2. 第二部においては、第一部において行った米国動向の再考を踏まえ、また、英米の経済法土壌の
 中での通信政策実績や経済規制に関する諸学派の見解の動向をも見据えた上で、独占企業の効率化、
 規制緩和、技術開発、次世代網構築及び地方分散をも考慮に入れた我が国の新しい通信政策のデザ
 インを提案している。

 (1) 単に市場開放を行うだけで支配的既存事業者の構造改革を行わなかった英国型の競争政策と、
  実質的に競争が可能となるような市場環境を創出する米国型の競争政策とでは、後者の成果の方
  が優れていた。政策目標の実現という観点からは、支配的巨大企業のダウンサイジングによって
  市場全体の健全性を回復させ、市場の「意図されざる帰結」に期待する方が効果が大きく、また、
  このことが長期的には規制緩和の方向に資する。

 (2) 更に、米国においては、LECが複数存在したことが地域経済と通信政策との活性化が招来さ
  れ、地域通信の一体性に囚われずに部分的な参入を認容したことで技術開発がむしろ促進され、
  また、今後の次世代網構築に際しても地域通信の独占保持よりも競争化に期待が置かれている。

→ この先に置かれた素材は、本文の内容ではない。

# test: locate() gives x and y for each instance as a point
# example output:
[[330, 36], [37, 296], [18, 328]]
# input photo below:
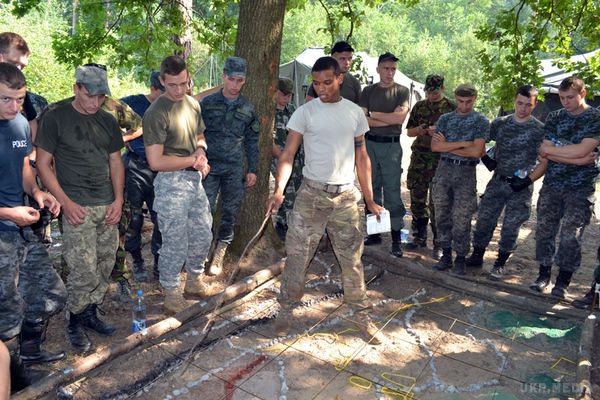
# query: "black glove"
[[517, 184], [489, 162]]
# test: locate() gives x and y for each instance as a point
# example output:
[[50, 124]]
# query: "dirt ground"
[[483, 365]]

 (3) 我が国の通信産業の市場構造政策に関するハーバード学派及びシカゴ学派の見解を吟味した上
  で、従来の市場機構失敗の修正的な政策ではなく、市場機構自体の復元を目指した大胆且つ果敢
  な市場構造政策の活用(企業分割)がやはり必要であることを提唱する。

  (注)小論における見解は飽くまで筆者の個人的なものであり、当然に郵政省又は郵政研究所の
  それを代表するものではないことを付記しておく。